Le Violon d’Ingres
Christian Constant has a mini-empire of restaurants in the 7th arrondissement, taking over an entire side of a city block. On one corner is the Café Constant, bookended by his upscale bistro, Le Fables de la Fontaine. Violon d’Ingres was his high-end joint in the middle until he decided to go ‘downmarket’ and turn it into a more everyday dining experience. With linen table runners replacing the starched tablecloths and waiters shucking their Hugo Boss togs (which the menu duly noted), the food is some of the best in town and now it’s more accessible to many more diners.
I had a terrific roasted Guinea fowl braised in a casserole, and learned an obscure new French word; “luttée”, which I thought meant ‘fight’ (lutte), although here it meant a luting paste.
They’d given us both English and French menus, and the morel mushrooms with my Guinea fowl were just noted as ‘mushrooms’ on the English menu and the little crinkly fellas I got were much better than les champignons de Paris, white button mushrooms: an anglophone might have dissed this and ordered something else, which is yet another reason to learn French. Or English.
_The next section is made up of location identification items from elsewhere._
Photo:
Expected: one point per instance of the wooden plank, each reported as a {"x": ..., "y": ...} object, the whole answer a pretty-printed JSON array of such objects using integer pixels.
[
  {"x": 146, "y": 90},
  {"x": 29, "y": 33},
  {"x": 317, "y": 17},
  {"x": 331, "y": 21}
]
(I’m still working on both…)
After the waiter scraped off the luting paste (in spite of my grammatical errors and typos, see how educational this blog is?), lifting the lid off the casserole, my lunch was carefully, and generously, spooned on to my plate. Our server was extremely charming and handsome—even without his Hugo Boss outfit—in addition to teaching me that there’s no such thing in France as a ‘fighting casserole’. Studded in the sauce he spooned over my pintadeau were little cublets of tender foie gras. A superb dish.
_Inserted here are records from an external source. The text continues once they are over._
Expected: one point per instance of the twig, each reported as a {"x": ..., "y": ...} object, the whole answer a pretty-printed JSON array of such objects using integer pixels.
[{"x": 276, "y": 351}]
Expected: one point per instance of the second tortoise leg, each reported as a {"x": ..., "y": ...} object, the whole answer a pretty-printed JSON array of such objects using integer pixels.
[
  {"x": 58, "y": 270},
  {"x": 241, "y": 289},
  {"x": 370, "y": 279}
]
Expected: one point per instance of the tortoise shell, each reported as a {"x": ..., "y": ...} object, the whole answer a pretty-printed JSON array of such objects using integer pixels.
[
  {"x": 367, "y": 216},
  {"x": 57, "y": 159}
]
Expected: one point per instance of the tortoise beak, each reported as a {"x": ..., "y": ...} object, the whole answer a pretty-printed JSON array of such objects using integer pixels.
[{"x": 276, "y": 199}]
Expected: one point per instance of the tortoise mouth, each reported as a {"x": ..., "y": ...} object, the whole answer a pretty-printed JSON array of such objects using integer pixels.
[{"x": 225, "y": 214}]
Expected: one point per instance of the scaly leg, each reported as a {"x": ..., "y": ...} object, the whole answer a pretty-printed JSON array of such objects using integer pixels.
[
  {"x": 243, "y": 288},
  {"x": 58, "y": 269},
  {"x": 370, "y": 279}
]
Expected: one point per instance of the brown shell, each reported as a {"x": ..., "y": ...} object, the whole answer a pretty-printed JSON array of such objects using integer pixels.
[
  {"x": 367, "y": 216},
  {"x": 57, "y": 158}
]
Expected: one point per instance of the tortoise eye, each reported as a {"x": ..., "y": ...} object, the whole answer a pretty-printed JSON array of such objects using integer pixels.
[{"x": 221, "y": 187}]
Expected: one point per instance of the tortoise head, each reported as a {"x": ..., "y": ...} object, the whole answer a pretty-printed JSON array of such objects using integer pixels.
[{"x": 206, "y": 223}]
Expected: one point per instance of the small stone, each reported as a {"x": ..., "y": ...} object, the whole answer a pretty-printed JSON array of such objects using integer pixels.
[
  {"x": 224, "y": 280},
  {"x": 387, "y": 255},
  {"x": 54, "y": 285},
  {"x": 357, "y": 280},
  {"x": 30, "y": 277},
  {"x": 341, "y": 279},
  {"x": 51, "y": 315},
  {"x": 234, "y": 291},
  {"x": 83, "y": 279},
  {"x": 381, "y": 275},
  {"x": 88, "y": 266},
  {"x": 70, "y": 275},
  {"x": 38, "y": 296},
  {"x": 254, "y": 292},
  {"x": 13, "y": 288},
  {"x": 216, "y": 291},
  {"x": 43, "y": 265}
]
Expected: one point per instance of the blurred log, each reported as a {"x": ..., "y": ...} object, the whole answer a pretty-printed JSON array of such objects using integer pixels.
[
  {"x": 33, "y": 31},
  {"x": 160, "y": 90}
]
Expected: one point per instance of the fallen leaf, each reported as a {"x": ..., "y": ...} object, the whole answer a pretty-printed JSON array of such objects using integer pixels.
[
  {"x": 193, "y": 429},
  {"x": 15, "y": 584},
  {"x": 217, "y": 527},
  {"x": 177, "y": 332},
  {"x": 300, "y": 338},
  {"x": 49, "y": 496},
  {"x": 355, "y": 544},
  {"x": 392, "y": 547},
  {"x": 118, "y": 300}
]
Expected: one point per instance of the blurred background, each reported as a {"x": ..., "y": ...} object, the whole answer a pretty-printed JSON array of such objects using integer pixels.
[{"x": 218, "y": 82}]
My friend ordered correctly-cooked slices of rare duck breast with star anise that she pronounce “excellent.” Since I don’t do the vexing “everyone take a bite, and pass the plates around the table” thing (fyi, in case you ever dine with me: I don’t pass my plate, I don’t want a bite of food off your plate, and I don’t want people grabbing food off my plate while I’m eating), I took her word for it.
Call me crazy—or whatever, but I do believe in sharing desserts.
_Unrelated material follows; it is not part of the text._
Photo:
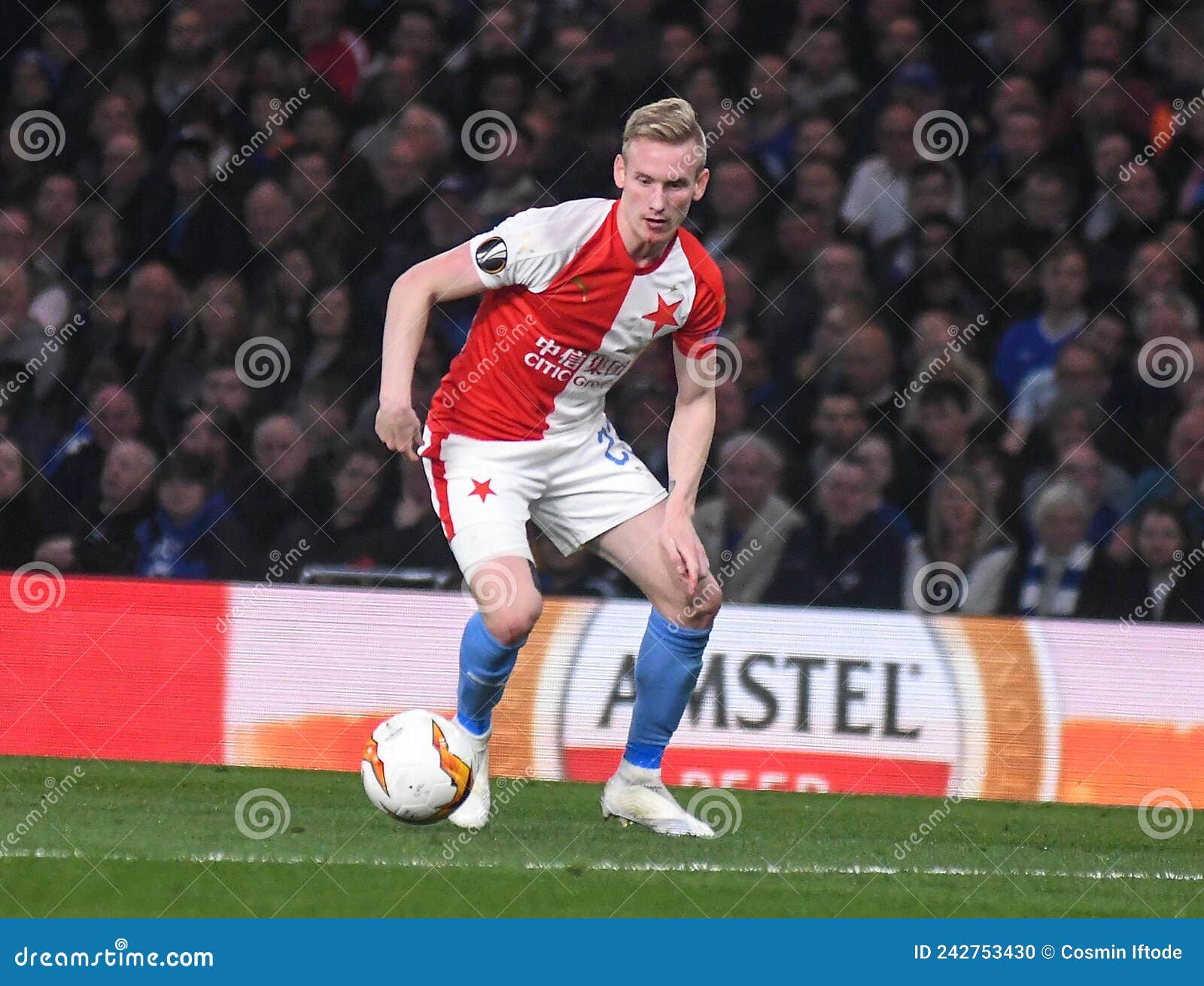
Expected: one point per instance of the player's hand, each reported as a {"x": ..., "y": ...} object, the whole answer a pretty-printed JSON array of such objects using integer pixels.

So we ended by splitting a sky-high, billowy Vanilla Soufflé, served with a warm pitcher of salted butter caramel sauce. The soufflé tasted a bit too much of vanilla “aroma”, in addition to the bean, which is common to use in Europe, although I prefer extract. But it was such a gorgeous dessert, I had to show it to you—twice. (To make it up to you for no pics of the waiter, who did eventually confess that he was wearing Hugo Boss socks.) And with the warm sauce, we were fighting for the last bits at the bottom. Aversion to sharing be damned.
Moderately-priced, you can choose 3 courses from a rather varied menu, to create your own menu. Which, I should warn you, is a lot of food.
So go hungry, or go à la carte.
(Just next door, is owner Christian Constant’s restaurant Les Cocottes, a bustling spot where Alsatian-style casseroles are served either at the long counter, or at high tables, at very reasonable prices. Almost like a Parisian sushi bar, but with French cooking.)